Cam: Just writing this out reminds me of that Seinfeld where George is trying to solve the downtown “riddle” by dissecting the Petula Clark song, famously resulting in the humiliation of a mail room clerk.

Cam: Deer Tick is another new(ish) band that I like to put in iPod playlist with Wilco, Steve Earle, Bright Eyes, the War on Drugs, etc…. kind of real fake country rock, I guess. Not sure I’d draw any parallels with them and Petty, Bob or any of those guys. The Replacements yet. I love the persistent organ on this tune.

Adam: My Other first Neil album was Live Rust. Holy shit, that album blew my mind. His early output is so over the top impressive.

Adam:The opening to “Comes a Time”!!

Cam: Yeah, I certainly gravitated more towards “noisy Neil” when I was a litte guy.
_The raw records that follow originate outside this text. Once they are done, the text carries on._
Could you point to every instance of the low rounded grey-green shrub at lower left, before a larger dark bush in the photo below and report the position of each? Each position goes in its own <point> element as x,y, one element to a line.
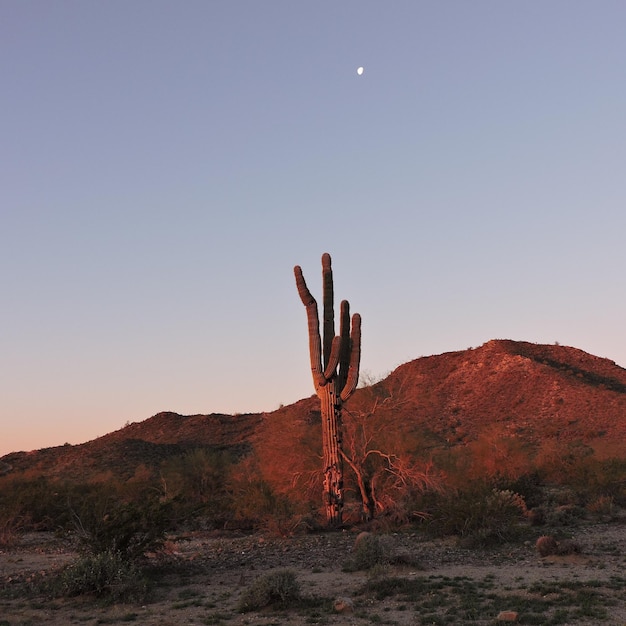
<point>104,574</point>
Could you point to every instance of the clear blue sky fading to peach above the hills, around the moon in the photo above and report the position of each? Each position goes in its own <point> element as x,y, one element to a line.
<point>164,165</point>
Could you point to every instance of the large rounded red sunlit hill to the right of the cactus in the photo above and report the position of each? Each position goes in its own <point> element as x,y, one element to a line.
<point>537,391</point>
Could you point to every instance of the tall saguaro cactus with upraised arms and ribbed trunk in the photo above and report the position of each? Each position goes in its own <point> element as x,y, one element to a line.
<point>335,361</point>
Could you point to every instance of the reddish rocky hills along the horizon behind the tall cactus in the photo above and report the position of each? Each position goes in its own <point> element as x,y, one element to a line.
<point>527,392</point>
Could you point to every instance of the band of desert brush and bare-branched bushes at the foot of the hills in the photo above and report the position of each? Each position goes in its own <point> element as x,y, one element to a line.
<point>398,475</point>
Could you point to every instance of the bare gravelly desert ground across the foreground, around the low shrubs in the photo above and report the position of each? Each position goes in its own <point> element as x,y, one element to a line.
<point>200,577</point>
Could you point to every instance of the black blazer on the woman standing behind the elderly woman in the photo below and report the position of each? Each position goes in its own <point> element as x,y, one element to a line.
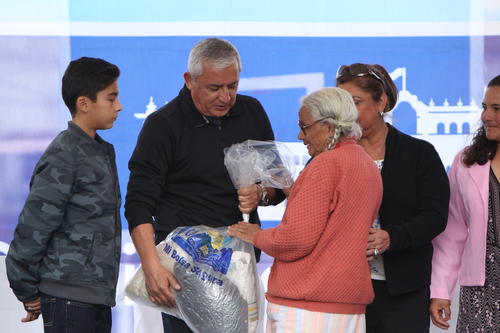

I like when he took Sonic Youth on tour and went through “gratuitous noise” phase but it always sounded different when he’d freak out with Crazy Horse because it was coming from a more “bar band” sensibility than pandering to critics or “edgy alternative types”. He could go from noise freak outs, straight up country rock, jamming with Booker T and the MGs and then when he wanted to do something MOR and mainstream, he could drop a Harvest Moon and completely nail it.